What might be dismissed as throwaway or flippant here is actually sublime: Froshaug’s self-portrait not only itemises his work, it embodies it. All the melancholy, bitterness, isolation and practicality which informed the work are embedded in its rhetoric, which manages to laugh at itself as well as criticise others. It carries the modest, convincing weight of jocuseriousness, abbreviating life while resisting one-dimensional classification. Like Beckett's one-liner, the text is generous and expansive, and like all the examples followed here, plausible because it is human, pushing for uncharted territory guided by the subject matter’s particular idiosyncrasies. Propelled by this momentum—what Paul Elliman has referred to as “the breath of life”—these biographies have assumed distinct personalities of their own. 


N.B. Any resemblance to persons fictional or living in this work is purely coincidental.

*



Féminin Image Public, or Biography Limited


The cover girl is Sue Lyon who played the title role in Kubrick’s adaptation of Nabokov’s Lolita. Someone has punched holes in the transparency, leaving three dots to censor the excessiveness of an inappropriately erotic mouth.

Biography Féminin, or Publicity Limited


Someone with an interest in Lolita stole this image of the actress who played her from a celebrity photo agency, thinking herself justified on account of its having been rendered useless by the hole punch which was clearly employed with the intention of saving her future embarrassment. Besides it wouldn't be of use to any of the stupid magazines like People and Hello that the agency was in the business of selling images to.
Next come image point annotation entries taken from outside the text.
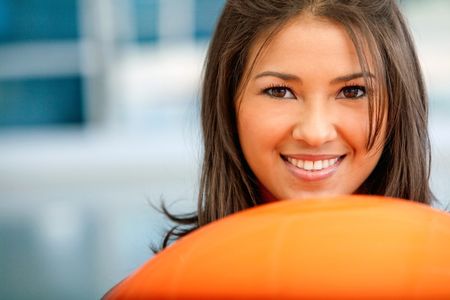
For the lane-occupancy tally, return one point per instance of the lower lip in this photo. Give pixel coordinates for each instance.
(313, 175)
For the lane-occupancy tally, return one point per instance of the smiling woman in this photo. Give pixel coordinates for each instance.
(305, 99)
(303, 118)
(308, 98)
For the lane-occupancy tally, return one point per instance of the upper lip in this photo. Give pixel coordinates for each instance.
(311, 157)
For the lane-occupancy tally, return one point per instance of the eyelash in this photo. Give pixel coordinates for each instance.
(270, 90)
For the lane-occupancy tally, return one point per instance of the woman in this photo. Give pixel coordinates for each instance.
(307, 98)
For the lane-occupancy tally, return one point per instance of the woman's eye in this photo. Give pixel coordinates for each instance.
(280, 92)
(352, 92)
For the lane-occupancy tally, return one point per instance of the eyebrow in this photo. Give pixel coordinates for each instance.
(292, 77)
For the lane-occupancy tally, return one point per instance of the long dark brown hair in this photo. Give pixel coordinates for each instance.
(227, 184)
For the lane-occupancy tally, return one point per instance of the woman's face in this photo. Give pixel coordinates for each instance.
(303, 116)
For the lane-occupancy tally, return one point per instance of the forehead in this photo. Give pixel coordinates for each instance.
(306, 44)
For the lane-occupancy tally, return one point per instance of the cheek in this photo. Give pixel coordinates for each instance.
(354, 128)
(261, 129)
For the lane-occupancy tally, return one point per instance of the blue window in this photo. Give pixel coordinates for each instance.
(41, 101)
(25, 20)
(206, 14)
(146, 20)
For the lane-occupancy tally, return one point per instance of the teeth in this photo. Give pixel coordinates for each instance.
(309, 165)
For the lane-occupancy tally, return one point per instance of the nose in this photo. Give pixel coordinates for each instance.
(315, 125)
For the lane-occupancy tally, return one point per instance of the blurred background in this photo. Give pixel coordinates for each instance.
(99, 118)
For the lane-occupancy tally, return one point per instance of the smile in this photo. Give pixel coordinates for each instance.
(310, 165)
(313, 168)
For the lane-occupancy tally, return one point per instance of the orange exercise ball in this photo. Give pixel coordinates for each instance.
(349, 247)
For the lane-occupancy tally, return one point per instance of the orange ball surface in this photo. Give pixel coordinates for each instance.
(349, 247)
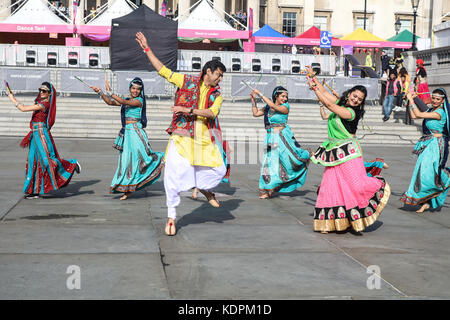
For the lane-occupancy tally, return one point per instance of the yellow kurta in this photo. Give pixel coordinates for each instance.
(200, 150)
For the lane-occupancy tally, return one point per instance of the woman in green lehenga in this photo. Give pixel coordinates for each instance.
(285, 162)
(430, 181)
(138, 166)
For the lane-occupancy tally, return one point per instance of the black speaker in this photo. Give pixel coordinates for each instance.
(52, 58)
(295, 66)
(30, 56)
(93, 60)
(276, 65)
(73, 58)
(316, 67)
(256, 65)
(196, 63)
(236, 64)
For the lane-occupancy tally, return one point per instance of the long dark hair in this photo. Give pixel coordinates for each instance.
(344, 98)
(445, 131)
(144, 104)
(277, 91)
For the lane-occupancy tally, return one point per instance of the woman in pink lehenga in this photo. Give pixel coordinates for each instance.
(347, 196)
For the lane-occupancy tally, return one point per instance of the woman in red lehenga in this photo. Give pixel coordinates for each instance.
(45, 170)
(422, 82)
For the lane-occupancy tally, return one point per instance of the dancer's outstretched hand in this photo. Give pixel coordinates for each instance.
(142, 40)
(11, 97)
(107, 87)
(95, 89)
(256, 91)
(178, 109)
(309, 70)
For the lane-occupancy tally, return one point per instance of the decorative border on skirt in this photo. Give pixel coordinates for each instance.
(337, 155)
(418, 201)
(340, 219)
(133, 187)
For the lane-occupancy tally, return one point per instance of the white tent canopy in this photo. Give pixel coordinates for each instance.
(34, 12)
(204, 17)
(116, 9)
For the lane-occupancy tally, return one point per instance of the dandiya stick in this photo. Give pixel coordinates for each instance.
(87, 84)
(7, 87)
Féminin Biography, or Bio Not Yet Graphed


A woman writer, not to say a feminine one, promised Dot Dot Dot a text that would fit snugly under this heading. She didn't commit sufficiently to writing the piece, incidentally giving higher, if undeserved, priority to texts promised to periodicals of larger circulation. She did, though – in lieu of the essay intended to argue for a renewed interest in biographical aspects of strong women – supply Stuart Bailey with the image used on the cover because she thought it was “perfect for him.”